Victor Frankenstein’s Worst Crime Is Not Being As Inventive As Its Titular Scientist
Taking the familiar tale and reframing it from Igor’s perspective is essentially Victor Frankenstein‘s big hook. Ultimately, that seems to be the issue: it relies on the idea that Igor makes a more interesting protagonist too heavily, and the character isn’t really up to the challenge. By having Dr. Frankenstein cure the hunchback after rescuing him from his life of indentured servitude to the circus, Victor Frankenstein not-so-subtly plays off the monster-into-man/man-into-monster ideas that lie at its very heart. Making Igor such a key part of this particular thematic notion works in principle but not in practice, as the assistant is written to be too sympathetic and important to ever truly feel relevant in such a way.

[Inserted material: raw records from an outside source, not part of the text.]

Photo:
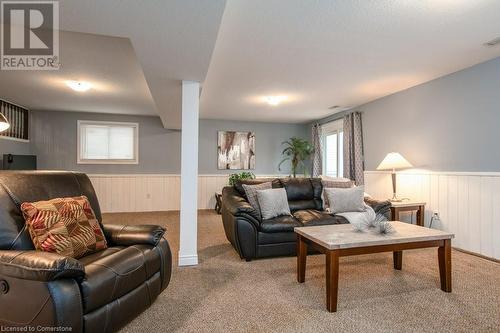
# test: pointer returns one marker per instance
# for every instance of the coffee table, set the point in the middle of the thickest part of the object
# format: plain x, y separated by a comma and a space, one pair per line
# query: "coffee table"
341, 240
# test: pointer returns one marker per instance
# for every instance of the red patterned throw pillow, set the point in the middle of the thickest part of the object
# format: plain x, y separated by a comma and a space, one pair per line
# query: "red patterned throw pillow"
66, 226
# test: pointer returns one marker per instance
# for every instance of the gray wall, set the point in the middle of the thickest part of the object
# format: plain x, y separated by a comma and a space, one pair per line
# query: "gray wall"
53, 140
448, 124
268, 139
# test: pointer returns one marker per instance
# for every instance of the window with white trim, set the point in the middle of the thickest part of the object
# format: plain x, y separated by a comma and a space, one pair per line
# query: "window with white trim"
101, 142
333, 148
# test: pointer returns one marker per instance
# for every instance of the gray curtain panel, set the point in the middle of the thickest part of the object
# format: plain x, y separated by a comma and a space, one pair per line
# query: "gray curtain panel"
318, 150
353, 148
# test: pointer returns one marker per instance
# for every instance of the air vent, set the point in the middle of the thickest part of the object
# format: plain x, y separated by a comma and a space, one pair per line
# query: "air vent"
493, 42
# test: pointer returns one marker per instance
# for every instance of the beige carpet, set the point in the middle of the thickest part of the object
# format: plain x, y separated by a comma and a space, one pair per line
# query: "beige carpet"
226, 294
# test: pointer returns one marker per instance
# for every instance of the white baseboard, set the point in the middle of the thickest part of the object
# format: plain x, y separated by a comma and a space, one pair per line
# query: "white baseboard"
188, 260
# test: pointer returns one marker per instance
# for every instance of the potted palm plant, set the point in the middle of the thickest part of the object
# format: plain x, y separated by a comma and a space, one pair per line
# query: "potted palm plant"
297, 151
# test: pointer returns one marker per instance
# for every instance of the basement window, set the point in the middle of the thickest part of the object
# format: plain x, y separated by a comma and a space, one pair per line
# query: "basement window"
102, 142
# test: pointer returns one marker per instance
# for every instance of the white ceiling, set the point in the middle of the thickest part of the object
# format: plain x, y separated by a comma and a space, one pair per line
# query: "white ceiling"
98, 59
325, 53
319, 53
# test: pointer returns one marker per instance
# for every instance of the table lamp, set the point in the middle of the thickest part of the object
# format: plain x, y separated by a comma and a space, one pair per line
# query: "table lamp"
394, 161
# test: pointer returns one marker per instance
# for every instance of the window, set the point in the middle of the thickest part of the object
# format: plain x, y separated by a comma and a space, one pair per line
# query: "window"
333, 149
107, 143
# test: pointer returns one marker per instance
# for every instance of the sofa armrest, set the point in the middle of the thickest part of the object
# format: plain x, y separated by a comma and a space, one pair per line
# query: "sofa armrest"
237, 205
379, 206
126, 235
39, 266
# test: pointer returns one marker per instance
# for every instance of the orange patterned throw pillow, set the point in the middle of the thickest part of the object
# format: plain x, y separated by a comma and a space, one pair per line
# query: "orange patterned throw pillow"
66, 226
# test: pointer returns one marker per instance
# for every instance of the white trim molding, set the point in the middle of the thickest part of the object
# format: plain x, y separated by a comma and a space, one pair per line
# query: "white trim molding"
81, 160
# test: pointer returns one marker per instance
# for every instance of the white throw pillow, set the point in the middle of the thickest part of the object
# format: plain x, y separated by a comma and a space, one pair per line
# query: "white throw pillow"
343, 200
273, 203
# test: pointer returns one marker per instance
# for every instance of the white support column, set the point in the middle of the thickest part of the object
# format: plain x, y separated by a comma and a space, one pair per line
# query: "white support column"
188, 246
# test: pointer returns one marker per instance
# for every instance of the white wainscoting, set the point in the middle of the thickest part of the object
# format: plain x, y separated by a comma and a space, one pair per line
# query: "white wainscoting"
468, 204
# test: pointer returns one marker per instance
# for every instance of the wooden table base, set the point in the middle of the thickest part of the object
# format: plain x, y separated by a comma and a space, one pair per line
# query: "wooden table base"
332, 262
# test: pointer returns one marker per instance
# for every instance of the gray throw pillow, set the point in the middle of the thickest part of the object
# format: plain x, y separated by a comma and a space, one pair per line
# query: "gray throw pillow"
342, 200
251, 192
273, 203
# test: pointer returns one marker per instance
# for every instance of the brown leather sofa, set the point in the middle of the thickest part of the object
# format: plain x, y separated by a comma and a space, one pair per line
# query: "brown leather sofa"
253, 237
97, 293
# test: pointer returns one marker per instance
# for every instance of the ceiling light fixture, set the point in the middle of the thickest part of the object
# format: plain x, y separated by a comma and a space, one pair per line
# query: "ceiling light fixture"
80, 86
493, 42
275, 100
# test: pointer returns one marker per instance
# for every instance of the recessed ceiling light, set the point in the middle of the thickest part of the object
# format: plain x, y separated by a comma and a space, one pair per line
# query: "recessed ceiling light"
493, 42
275, 100
80, 86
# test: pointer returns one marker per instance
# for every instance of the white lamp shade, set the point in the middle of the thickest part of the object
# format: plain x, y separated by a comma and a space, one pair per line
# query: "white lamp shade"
394, 161
4, 123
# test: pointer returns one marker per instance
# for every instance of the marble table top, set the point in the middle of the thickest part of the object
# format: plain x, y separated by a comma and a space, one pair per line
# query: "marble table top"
342, 236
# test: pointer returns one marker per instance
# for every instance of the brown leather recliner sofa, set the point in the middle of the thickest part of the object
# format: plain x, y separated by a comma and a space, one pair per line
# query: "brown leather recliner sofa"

Attempting to retell the story of Frankenstein using more modern sensibilities isn’t a task that Victor Frankenstein handles well, particularly as it keeps itself so rooted in its Victorian foundations. However, both McAvoy and Radcliffe suit their roles excellently, and with two supremely talented and vastly underrated actors in leading roles, the film does at least prove consistently interesting, even when it’s not particularly entertaining. There’s a lot of dry examination of the pseudo-science that brings the monster to life, and while that was once the most compelling and groundbreaking part of the story, it’s now so commonplace that it seems tedious.
Unfortunately, Victor Frankenstein ultimately failed by not mixing things up enough. Both McAvoy and Radcliffe make a valiant attempt at communicating the importance of the science that makes up this classic science fiction story, but with the ending so well-known, it simply doesn’t land as it should. Despite the journey itself being appropriately dark and gothic, there’s just not enough Hollywood thrills or artistic license to properly make Victor Frankenstein work.
The ironic part is that Victor Frankenstein‘s failure comes from its very nature. Trying to somewhat faithfully adapt such an old and well-known story for modern sensibilities simply doesn’t work, because half of its audience wasn’t interested and the other half already knew all the ins and outs of the narrative. Victor Frankenstein tries to be both modern and archaic, and comes off a little like a patchwork monster given artificial life.
The saddest part is that it’s really not a bad film. Though it’s not the most exciting, Victor Frankenstein features two particularly compelling actors bringing their unique talents to proceedings. McAvoy’s frenetic and occasionally frightening energy is perfect for the titular scientist, while Radcliffe’s quiet charm works well for the intelligent former hunchback trying to integrate into the society that shunned him. Much like the pair’s experiments, though, Victor Frankenstein‘s moving parts all seem to work, it’s just that no one really wanted the end result.
Summary: Victor Frankenstein takes Mary Shelley’s classic and tries to faithfully adapt it for a modern audience, leading to a slightly confused but generally consistent film that was overlooked for its lack of originality.
Highlight: The subtle depth of James McAvoy’s performance makes the eponymous scientist a particularly exciting figure – it’s unclear if he’s the hero or the villain, which sort of feels like the whole point of the movie.